行ったのは、鎌倉・由比ガ浜にある「つるや」。1929年創業で、来年90年を迎えるとのこと。川端康成、里見クなどの鎌倉文士、小津安二郎、田中絹代といった映画人も愛した由緒あるうなぎの店である。そして、われらが鎌倉アカデミア演劇科のOBたちも、かつては年に1度この「つるや」で「うなくう会」という同窓会を開いていた。
上は「うなくう会」のスナップ(2000年ごろ。前列中央に前田武彦、前列左に加藤茂雄、勝田久、津上忠、岡喜一、川久保潔、若林一郎、小池榮ら各氏の顔が揃う)。加藤さん、勝田さんなど、この中の何人かの方には、映画『鎌倉アカデミア 青の時代』でインタビュー出演していただいているが、すでに全体の半数近くが故人となられたのは残念だ。

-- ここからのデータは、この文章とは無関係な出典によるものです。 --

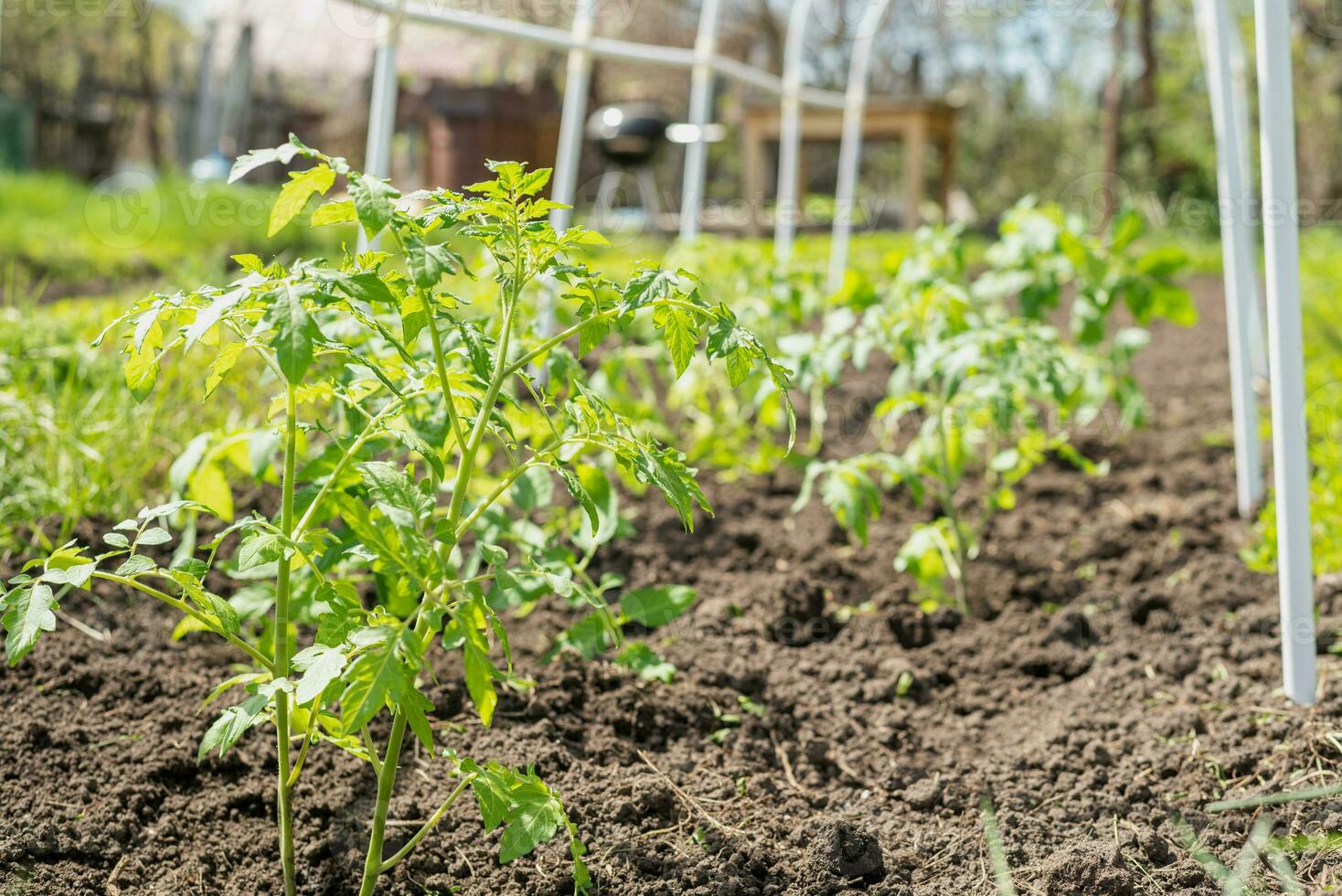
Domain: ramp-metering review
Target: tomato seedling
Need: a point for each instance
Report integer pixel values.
(410, 425)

そんなわけで、以前から名前だけは知っていて、大変気になっていたお店だが、私自身はこれまで一度も訪れる機会がなかった(ひとりでは敷居が高かったというのもある)。しかし今回、鎌倉を舞台にしたあるプロジェクトがひと段落したということもあり、このプロジェクトの立役者である加藤茂雄さん(知る人ぞ知る俳優兼漁師にして鎌倉アカデミア演劇科の卒業生。上の写真にも写っているし、このブログにもこれまでずいぶん登場しているから詳しい説明は省略)を囲む昼食会を、この「つるや」で行うことにした。

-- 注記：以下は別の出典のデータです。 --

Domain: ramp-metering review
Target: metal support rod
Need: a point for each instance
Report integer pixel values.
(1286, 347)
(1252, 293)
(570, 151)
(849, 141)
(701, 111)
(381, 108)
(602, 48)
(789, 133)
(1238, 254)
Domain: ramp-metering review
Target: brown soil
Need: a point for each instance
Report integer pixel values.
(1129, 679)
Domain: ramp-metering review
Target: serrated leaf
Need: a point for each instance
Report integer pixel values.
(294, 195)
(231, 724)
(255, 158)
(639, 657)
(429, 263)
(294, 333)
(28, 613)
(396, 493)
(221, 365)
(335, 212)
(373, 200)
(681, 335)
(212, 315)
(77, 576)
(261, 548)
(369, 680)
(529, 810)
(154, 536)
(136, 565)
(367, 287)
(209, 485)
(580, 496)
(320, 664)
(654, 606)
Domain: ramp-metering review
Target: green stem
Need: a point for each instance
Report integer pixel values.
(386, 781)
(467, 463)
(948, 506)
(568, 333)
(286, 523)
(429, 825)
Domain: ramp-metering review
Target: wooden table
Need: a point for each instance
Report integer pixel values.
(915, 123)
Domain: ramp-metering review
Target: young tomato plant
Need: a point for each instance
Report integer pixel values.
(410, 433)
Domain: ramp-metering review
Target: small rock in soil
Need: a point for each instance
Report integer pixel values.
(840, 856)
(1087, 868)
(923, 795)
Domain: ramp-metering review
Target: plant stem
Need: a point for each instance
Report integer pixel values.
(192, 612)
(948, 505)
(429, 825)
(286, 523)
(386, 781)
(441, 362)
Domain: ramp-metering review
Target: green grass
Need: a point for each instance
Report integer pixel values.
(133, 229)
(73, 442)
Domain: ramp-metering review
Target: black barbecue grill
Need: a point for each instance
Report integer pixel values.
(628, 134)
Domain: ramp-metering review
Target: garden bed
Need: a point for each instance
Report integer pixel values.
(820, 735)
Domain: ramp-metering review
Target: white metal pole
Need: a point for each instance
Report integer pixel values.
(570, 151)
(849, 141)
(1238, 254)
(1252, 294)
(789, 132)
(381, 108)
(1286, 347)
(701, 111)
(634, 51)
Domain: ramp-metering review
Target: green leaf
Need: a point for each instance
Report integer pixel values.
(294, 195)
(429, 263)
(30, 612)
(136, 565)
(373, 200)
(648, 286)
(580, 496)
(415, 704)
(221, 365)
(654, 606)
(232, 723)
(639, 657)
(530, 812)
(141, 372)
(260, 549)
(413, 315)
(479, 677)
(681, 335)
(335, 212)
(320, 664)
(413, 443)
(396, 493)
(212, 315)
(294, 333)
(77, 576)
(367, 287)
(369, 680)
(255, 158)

それにしても93歳になる加藤さんのお元気なことといったら! 翌日(10/14)は某大学の先生から大部屋俳優時代の仕事についてインタビューを受けるというし、次の週末(10/20)は、早朝に地引き網漁に参加して船から網を撒き、午後からは2年に一度の東宝の集まりに出席するというから驚きだ。当然、日々の食事や片付けなど身の回りのことはすべてご自分でやられており、買い物に行く際には今でも自転車に乗っているという。
そんな加藤さんの身辺の話をうかがっているうちに、鎌倉彫の重厚な器が運ばれてきた。
うなぎは身が実に柔らかく、たれの味も控えめで口当たりが優しい。母の実家が三島なので、やはり老舗といわれる「桜家」のうなぎはしばしば食べに行くのだが、桜家のきりっと塩辛いたれに比べると、かなりマイルドである。好みの分かれるところだろうが、この優しい味つけが鎌倉文士のお好みであったらしい。
この日の昼食会には、加藤さんと私、そして妙齢の女性2人(20代と30代)が参加、4人で2階席の座卓を囲み、土曜の午後のひととき、ゆったりと伝統の味を堪能したのであった。
それにしても、この顔ぶれは一体……。90代の加藤さん、50代の私、そして20代と30代の女子〜ズ。年代はバラバラ、しかも、私と加藤さん以外は、ほんのひと月前までは、まったく知らない同士であった。勘のいい方なら、前回や少し前のブログ記事から何かピンと来るかも知れないが、もうしばらくプロジェクトの詳細は伏せておくことにしよう(今回の写真は女子〜ズのひとりが撮影)。
とにかく、大変おいしく、楽しい会食でありました。
自転車で浜に出てきた加藤さん。先ほどと洋服が違うのは、一度別れてから再び合流したため。